Recovery rode on prepared paths and discipline. Crews split the peninsula into north and south islands and brought them back within a few hours, not days; in Madrid’s suburbs, lights returned around six hours, and the city core followed at 12 hours, which is fast given the complexity. The sequence was methodical: energize black-start cranking sources, re-light backbone lines, synchronize small pockets to a local reference, and then stitch islands—north to south—once frequency and voltage were steady and oscillations quiet. The decisive element wasn’t exotic hardware; it was the same principle as prevention: ensure enough rotating units—now typically six or seven in the south—are ready to provide voltage control as each island grows, and synchronize only when both sides can absorb the shock.

Near-miss events occurred afterward but were contained; what concrete changes most improved resilience? Share before-and-after metrics—voltage excursion frequency, reactive reserve margins, device response times—that demonstrate progress.

The biggest gains came from three shifts. First, increasing regional rotating units from at most three to usually six or seven gave us reactive reserve headroom; we saw fewer excursions nudging the upper voltage limit that used to sit near equipment-damage thresholds. Second, the move to require plants above 5 megawatts to provide reactive control, with auctions to remunerate voltage, meant we had real tools instead of wishful thinking—response times from dynamic devices improved from manual minutes to sub-second where STATCOMs were added. Third, operations became tighter: hour-ahead and five-minute-ahead verification cut the odds of discovering a “won’t be available” surprise when an oscillation is already in motion. Those near misses over the past year didn’t cascade into blackouts precisely because the system stabilized without triggering the half-second wave of DER trips.

What is your forecast for grid stability in high-renewables systems over the next five years, and which investments or rules will matter most?

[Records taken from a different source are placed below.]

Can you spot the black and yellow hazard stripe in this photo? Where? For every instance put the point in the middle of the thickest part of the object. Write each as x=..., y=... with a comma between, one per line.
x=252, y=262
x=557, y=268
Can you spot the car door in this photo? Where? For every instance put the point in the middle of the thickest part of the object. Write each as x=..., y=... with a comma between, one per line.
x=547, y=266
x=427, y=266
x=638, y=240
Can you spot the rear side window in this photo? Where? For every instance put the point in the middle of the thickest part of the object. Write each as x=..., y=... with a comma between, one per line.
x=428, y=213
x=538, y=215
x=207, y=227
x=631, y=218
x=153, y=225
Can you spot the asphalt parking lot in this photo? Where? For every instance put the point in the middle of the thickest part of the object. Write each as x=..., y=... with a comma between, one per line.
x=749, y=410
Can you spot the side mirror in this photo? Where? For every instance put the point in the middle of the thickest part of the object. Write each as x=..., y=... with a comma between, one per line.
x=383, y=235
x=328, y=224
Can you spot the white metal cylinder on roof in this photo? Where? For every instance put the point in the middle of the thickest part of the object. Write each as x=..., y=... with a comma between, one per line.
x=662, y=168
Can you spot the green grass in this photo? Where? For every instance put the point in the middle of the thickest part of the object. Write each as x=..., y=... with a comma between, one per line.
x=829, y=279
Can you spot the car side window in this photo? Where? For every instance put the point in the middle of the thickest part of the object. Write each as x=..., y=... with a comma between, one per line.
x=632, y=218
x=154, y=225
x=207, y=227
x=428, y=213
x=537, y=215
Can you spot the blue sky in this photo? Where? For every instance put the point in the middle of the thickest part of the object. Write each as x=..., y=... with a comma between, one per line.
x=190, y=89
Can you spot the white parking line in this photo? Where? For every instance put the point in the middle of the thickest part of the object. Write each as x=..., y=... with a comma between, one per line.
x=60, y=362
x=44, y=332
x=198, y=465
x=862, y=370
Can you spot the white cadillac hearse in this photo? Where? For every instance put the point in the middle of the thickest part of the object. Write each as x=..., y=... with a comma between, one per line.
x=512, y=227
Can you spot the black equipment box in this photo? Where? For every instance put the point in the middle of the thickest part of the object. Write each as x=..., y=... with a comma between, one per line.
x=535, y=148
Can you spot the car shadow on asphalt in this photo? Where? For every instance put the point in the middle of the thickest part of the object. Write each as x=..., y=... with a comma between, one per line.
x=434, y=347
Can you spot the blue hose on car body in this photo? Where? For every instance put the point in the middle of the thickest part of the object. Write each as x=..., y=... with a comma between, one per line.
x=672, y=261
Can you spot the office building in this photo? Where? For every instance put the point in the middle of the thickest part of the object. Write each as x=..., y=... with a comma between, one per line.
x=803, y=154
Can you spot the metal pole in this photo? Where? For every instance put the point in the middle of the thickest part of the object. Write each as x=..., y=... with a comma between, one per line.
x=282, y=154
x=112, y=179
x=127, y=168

My forecast is guardedly optimistic. Systems that internalize these lessons—regional minimums for rotating units, mandatory yet remunerated reactive power for plants above 5 megawatts, and upper voltage limits pulled back from damage thresholds—will see stability improve even as renewable shares climb. Investments in multiple STATCOMs and remotely switchable shunt reactors, stationed where PV is dense and oscillations propagate, will turn fire drills into routine control moves; pairing that with day-ahead and five-minute voltage markets will keep capability real, not rhetorical. For readers, the takeaway is simple: grids can and did come back in hours—six in the suburbs, 12 downtown—when they had plans and tools; with smarter rules and automation, the next oscillation at “12:19 p.m.” becomes a blip, not a headline.